Началась тяжелейшая година испытаний. Виктор Петрович в течение нескольких лет не знал дня, когда бы он мог спокойно и полноценно выспаться. Ночевать приходилось на вокзалах: человек, прекрасно разбирающийся в деталях Пунических войн, родословной Рюриковичей и в тонкостях древнерусского искусства, увы, не был обучен даже элементарным основам выживания в жестоких городских джунглях огромного мегаполиса – будь то поиск места для ночлега у теплотрасс и в подвалах домов или добыча кружки кипятку для бульонного кубика. Каждые два, три или четыре часа его, дурно пахнущего и небритого бродягу, грубо поднимал с вокзального пола или пластикового сиденья милицейский сапог; необходимо опять было тащиться из здания вокзала вон, на мороз, чтобы через несколько часов, вконец продрогшим, снова, как побитая собака, испуганно и пришибленно озираясь, воровато просачиваться внутрь стеклянной коробки, в спасительное тепло. Нетрудно себе представить и то, как и чем питался бывший профессор.
Так продолжалось несколько лет, пока Виктор Петрович совершенно случайно не оказался в одной из московских «ночлежек» – «Доме ночного пребывания» (ДНП), территориально расположенного недалеко от московской Николо-Перервенской обители. Как оказалось, это учреждение не имело ничего общего с печально известным «кефирным заведением» ильф-петровского «2-го Дома собеса» с его приснопамятной кислой капустой, жадно поглощаемой «сиротами» во главе с Пашей Эмильевичем, и пугающим словом «ноги» на одеялах. Однако и тихого мягкого домашнего уюта в таких местах, как правило, ли отыщешь.
Виктор Петрович помнил свой первый день в ДНП. Перед тем, как попасть сюда — место, которое на тот момент избитому, истощенному и покалеченному душой и телом бомжу показалось чуть ли ни земным раем, бывший профессор прошел «прожарку» — так на «ночлеговском» жаргоне называется санобработка и дезинфекция. Виктор Петрович, человек с академическим образованием, к тому времени, буквально, изнемогал от вшей и всевозможных паразитов, которых он «подцепил» за годы своей уличной жизни! Слава Богу, что в соответствующих органах сохранились сведения о том, что он действительно когда-то имел прописку в Москве: без этого документа Виктору Петровичу отказали бы в «ночлежной» койке даже здесь.

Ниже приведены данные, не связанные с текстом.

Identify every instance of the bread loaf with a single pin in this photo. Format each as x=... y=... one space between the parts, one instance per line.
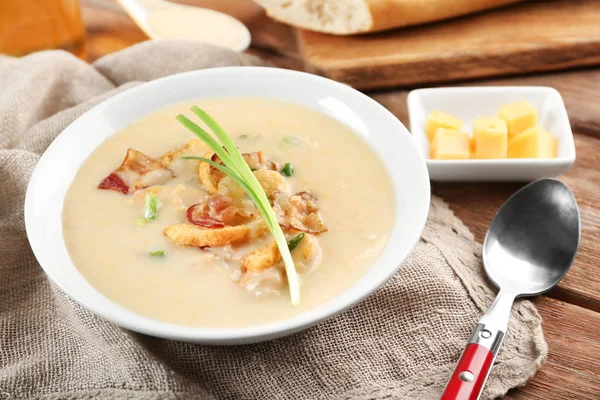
x=346 y=17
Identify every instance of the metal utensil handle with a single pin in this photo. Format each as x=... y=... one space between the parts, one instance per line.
x=475 y=363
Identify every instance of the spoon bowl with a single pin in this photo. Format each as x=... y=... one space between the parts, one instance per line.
x=533 y=239
x=529 y=247
x=161 y=19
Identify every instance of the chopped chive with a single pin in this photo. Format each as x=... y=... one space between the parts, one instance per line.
x=290 y=140
x=292 y=244
x=288 y=169
x=151 y=207
x=236 y=167
x=157 y=253
x=140 y=221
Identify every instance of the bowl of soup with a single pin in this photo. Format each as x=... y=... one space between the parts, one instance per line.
x=125 y=218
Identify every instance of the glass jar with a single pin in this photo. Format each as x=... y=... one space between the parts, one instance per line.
x=32 y=25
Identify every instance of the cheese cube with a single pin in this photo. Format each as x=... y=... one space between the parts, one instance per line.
x=439 y=119
x=491 y=137
x=450 y=145
x=519 y=117
x=535 y=142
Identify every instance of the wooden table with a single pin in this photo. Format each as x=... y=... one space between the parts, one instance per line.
x=571 y=311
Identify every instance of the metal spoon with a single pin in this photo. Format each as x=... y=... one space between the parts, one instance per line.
x=161 y=19
x=529 y=247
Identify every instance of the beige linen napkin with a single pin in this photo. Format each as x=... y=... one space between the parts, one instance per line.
x=401 y=343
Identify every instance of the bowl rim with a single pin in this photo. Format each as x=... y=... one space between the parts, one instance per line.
x=115 y=313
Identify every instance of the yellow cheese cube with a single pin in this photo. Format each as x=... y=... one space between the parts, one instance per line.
x=439 y=119
x=519 y=117
x=535 y=142
x=491 y=137
x=450 y=145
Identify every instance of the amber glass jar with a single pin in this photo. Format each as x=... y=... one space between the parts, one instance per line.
x=32 y=25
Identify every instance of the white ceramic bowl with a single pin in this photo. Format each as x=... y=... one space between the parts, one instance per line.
x=368 y=119
x=467 y=103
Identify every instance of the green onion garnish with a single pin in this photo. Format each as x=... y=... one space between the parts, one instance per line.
x=157 y=253
x=151 y=207
x=288 y=169
x=290 y=140
x=292 y=244
x=236 y=167
x=140 y=221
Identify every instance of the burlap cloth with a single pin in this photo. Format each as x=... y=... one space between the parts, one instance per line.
x=401 y=343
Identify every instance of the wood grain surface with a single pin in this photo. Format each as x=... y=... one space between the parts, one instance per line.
x=570 y=312
x=536 y=36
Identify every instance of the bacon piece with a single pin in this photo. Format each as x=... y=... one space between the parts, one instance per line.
x=210 y=177
x=137 y=171
x=113 y=182
x=219 y=210
x=299 y=211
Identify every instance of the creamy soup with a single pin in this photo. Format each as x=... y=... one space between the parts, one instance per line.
x=203 y=259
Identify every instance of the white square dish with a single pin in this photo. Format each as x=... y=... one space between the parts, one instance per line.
x=467 y=103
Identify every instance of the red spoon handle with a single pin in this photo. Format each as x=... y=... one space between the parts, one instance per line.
x=470 y=374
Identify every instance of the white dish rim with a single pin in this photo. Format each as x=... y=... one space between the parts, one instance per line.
x=125 y=318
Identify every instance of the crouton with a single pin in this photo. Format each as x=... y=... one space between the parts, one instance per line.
x=193 y=146
x=210 y=177
x=271 y=182
x=262 y=258
x=300 y=212
x=137 y=171
x=191 y=235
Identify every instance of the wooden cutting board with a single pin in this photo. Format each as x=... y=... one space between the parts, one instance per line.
x=535 y=36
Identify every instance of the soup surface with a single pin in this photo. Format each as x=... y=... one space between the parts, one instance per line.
x=146 y=266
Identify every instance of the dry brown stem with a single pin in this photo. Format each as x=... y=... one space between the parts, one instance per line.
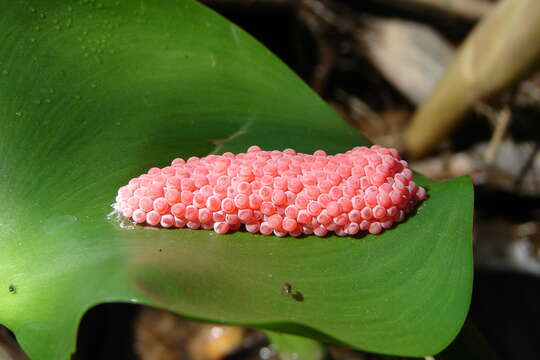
x=501 y=50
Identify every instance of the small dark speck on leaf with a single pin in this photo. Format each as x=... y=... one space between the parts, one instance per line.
x=294 y=294
x=297 y=295
x=287 y=288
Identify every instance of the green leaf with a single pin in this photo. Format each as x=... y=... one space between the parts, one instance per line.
x=95 y=93
x=291 y=347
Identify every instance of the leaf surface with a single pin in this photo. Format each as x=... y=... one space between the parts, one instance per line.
x=95 y=93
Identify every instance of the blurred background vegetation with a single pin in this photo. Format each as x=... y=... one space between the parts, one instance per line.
x=453 y=84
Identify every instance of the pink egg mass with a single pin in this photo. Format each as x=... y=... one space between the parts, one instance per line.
x=276 y=192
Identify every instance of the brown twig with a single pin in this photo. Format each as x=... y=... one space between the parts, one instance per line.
x=470 y=9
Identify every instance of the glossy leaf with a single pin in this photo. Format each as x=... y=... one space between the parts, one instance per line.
x=94 y=93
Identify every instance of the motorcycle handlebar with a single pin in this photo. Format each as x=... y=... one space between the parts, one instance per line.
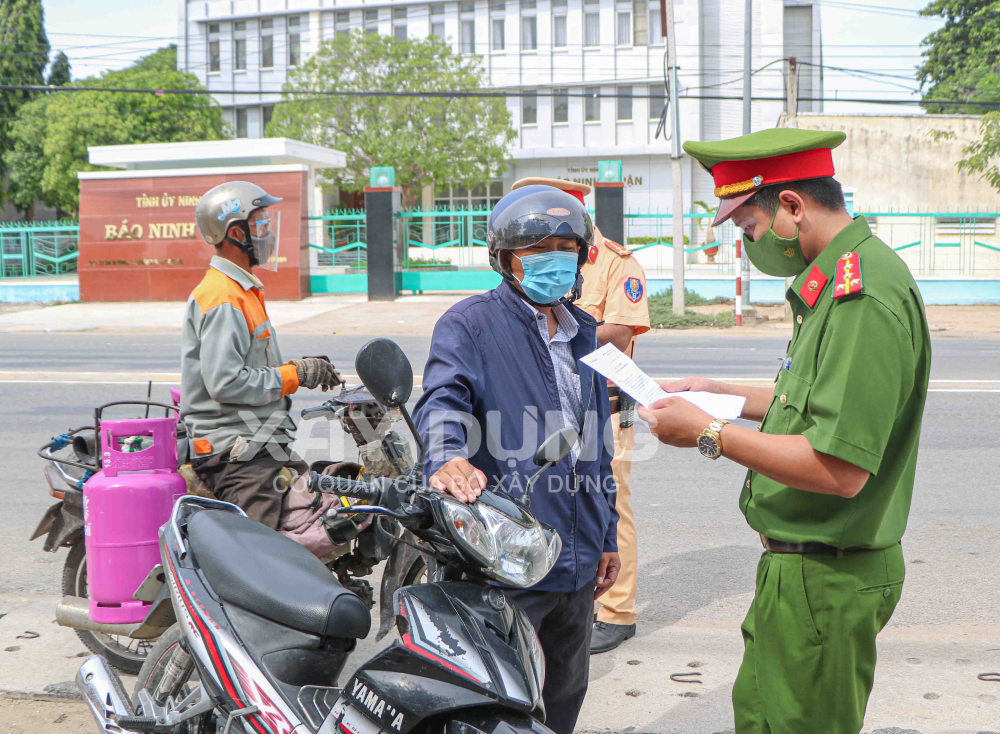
x=343 y=486
x=310 y=413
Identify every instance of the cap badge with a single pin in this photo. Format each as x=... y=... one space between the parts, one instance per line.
x=722 y=192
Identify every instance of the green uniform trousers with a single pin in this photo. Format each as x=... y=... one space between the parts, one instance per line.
x=809 y=641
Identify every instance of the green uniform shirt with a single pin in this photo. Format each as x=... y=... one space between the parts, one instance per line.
x=854 y=383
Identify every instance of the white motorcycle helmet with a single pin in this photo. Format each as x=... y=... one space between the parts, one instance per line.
x=241 y=203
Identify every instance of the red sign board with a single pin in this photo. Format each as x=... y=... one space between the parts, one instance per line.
x=139 y=242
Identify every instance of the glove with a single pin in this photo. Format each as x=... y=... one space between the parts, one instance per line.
x=316 y=372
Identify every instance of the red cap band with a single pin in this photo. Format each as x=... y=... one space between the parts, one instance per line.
x=814 y=163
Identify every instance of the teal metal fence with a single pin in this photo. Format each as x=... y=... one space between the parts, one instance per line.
x=38 y=249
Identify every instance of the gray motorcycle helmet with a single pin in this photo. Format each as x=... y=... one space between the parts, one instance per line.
x=532 y=213
x=227 y=204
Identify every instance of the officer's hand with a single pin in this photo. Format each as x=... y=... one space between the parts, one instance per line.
x=696 y=384
x=607 y=573
x=460 y=479
x=315 y=372
x=675 y=421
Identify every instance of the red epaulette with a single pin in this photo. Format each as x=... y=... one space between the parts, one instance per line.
x=617 y=249
x=810 y=290
x=847 y=279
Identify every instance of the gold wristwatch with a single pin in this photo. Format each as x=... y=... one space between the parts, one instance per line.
x=710 y=440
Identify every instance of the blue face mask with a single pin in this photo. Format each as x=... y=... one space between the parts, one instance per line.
x=548 y=276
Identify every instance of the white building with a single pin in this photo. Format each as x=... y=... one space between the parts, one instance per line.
x=562 y=50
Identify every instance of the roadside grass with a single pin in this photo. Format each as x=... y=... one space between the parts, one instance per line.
x=661 y=313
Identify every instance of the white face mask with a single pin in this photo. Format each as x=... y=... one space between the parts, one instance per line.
x=265 y=238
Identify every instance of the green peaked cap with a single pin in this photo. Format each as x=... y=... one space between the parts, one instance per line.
x=762 y=144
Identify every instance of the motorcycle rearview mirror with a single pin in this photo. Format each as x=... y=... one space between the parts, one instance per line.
x=556 y=446
x=388 y=376
x=553 y=450
x=386 y=372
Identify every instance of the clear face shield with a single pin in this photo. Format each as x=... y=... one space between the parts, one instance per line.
x=265 y=229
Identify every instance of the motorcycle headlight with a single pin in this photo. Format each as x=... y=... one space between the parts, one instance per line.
x=524 y=552
x=468 y=530
x=519 y=552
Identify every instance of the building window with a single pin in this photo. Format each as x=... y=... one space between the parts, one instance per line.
x=592 y=104
x=467 y=28
x=497 y=38
x=560 y=105
x=559 y=30
x=591 y=23
x=214 y=53
x=655 y=27
x=399 y=24
x=640 y=18
x=625 y=103
x=240 y=45
x=657 y=100
x=437 y=21
x=498 y=25
x=623 y=24
x=529 y=108
x=266 y=43
x=294 y=41
x=529 y=26
x=342 y=22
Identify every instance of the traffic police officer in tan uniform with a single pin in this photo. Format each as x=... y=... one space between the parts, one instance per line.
x=831 y=464
x=614 y=291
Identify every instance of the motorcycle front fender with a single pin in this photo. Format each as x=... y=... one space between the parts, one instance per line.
x=493 y=720
x=402 y=560
x=63 y=523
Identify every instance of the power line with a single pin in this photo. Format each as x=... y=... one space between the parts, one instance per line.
x=320 y=93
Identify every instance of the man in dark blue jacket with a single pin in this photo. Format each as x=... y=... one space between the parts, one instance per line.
x=503 y=373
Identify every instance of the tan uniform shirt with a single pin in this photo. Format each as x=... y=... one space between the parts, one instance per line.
x=614 y=287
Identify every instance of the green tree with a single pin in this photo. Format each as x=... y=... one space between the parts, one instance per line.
x=962 y=58
x=59 y=74
x=962 y=62
x=24 y=54
x=426 y=139
x=52 y=132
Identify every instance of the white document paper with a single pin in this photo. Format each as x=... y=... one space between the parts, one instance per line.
x=621 y=370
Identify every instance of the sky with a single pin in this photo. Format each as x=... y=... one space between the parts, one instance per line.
x=882 y=38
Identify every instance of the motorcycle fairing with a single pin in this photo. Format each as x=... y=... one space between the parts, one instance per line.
x=231 y=676
x=456 y=651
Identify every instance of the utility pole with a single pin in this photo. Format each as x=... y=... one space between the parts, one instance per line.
x=676 y=175
x=791 y=120
x=747 y=95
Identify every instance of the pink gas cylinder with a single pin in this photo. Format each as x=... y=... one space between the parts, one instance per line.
x=124 y=506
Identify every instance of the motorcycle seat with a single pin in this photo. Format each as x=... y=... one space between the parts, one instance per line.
x=258 y=569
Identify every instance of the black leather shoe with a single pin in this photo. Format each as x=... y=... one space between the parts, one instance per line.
x=607 y=636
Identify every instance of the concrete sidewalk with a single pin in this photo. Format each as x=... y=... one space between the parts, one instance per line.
x=925 y=681
x=348 y=314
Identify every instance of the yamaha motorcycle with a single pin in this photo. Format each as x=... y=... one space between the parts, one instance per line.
x=264 y=631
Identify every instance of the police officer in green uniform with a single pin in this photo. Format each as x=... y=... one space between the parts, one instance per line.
x=831 y=463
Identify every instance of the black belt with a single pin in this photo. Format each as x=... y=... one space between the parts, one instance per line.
x=779 y=546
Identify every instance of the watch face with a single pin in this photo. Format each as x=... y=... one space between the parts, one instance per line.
x=708 y=446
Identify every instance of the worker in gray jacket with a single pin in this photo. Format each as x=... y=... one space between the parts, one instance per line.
x=235 y=386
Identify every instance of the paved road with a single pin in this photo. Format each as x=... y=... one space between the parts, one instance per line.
x=697 y=555
x=662 y=354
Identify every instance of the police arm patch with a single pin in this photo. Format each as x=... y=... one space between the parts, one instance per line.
x=847 y=279
x=633 y=289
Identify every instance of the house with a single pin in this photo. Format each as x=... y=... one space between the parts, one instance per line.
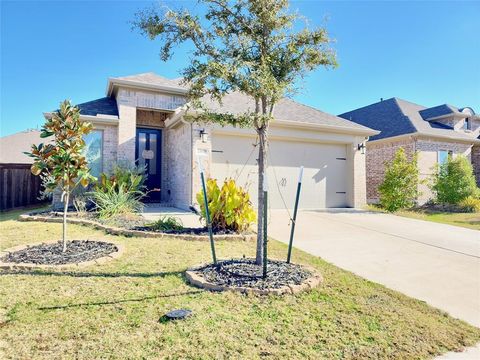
x=433 y=133
x=142 y=120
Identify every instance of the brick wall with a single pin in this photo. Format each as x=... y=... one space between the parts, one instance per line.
x=476 y=162
x=428 y=158
x=376 y=156
x=379 y=153
x=178 y=165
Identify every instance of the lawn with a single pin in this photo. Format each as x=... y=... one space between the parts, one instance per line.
x=467 y=220
x=115 y=310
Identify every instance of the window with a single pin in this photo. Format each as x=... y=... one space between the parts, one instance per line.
x=93 y=151
x=443 y=156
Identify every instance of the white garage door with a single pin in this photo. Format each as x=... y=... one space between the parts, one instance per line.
x=324 y=180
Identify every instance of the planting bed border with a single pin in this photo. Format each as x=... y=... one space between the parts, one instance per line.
x=71 y=266
x=137 y=233
x=310 y=283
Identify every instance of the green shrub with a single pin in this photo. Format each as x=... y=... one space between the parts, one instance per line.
x=454 y=181
x=167 y=223
x=399 y=189
x=230 y=207
x=116 y=201
x=130 y=179
x=470 y=204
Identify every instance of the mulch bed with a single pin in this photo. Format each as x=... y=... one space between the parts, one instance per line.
x=245 y=273
x=51 y=254
x=188 y=231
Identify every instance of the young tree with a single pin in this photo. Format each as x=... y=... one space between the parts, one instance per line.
x=454 y=181
x=62 y=159
x=399 y=189
x=251 y=46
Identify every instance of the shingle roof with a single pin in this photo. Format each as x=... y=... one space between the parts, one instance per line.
x=237 y=102
x=439 y=110
x=103 y=106
x=395 y=117
x=13 y=146
x=286 y=109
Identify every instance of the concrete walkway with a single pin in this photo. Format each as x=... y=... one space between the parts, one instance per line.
x=437 y=263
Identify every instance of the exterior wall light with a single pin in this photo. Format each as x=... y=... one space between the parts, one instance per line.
x=203 y=135
x=361 y=148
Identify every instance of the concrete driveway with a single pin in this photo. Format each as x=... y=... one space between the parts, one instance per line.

Принятого в ДНП бездомного, по принятым здесь правилам, после первого поверхностного осмотра передают фельдшеру – не стал исключением и Виктор Петрович. Фельдшер — милая, добрая и разговорчивая женщина – споро проделывала все необходимые процедуры, и, не переставая, тараторила, рассказывая ему, находящемуся в полуобморочном состоянии, о Доме ночного пребывания, об его обитателях, о начальстве, о том, как сам персонал очень боится заразиться от таких, как он людей: грязных и больных всякой заразой – кто туберкулезом, кто гепатитом, а кто и венерическими заболеваниями. Виктора Петровича мотало из стороны в сторону, в голове от недоедания и переутомления гудел тяжелый набатный колокол: «А уж вшивость — через раз, — беззлобно продолжала причитать женщина. — Один такой только пять минут посидел на лавочке перед входом, так насекомые потом, как муравьи по муравейнику, ползали после по ней!!!»
Мало что соображающего Виктора Петровича, наконец, вывели от нее на еще одну дезинфекцию и «прожарку». В специальных камерах его одежду или то, что можно было назвать ею, «подсушили» при температуре более чем 200 градусов по Цельсию. Бывший профессор почувствовал настоящее облегчение: насекомые и их личинки только теперь, впервые за долгие годы, перестали досаждать ему своим нестерпимым, безостановочным зудом. «Как муравьи по муравейнику», — про себя горько усмехнулся Виктор Петрович. Одежда его оказалась настолько ветхой, что после «прожарки» санитары с брезгливостью бросили ее в отдельную кучу: «Потом сожжем! Зря только время тратили…»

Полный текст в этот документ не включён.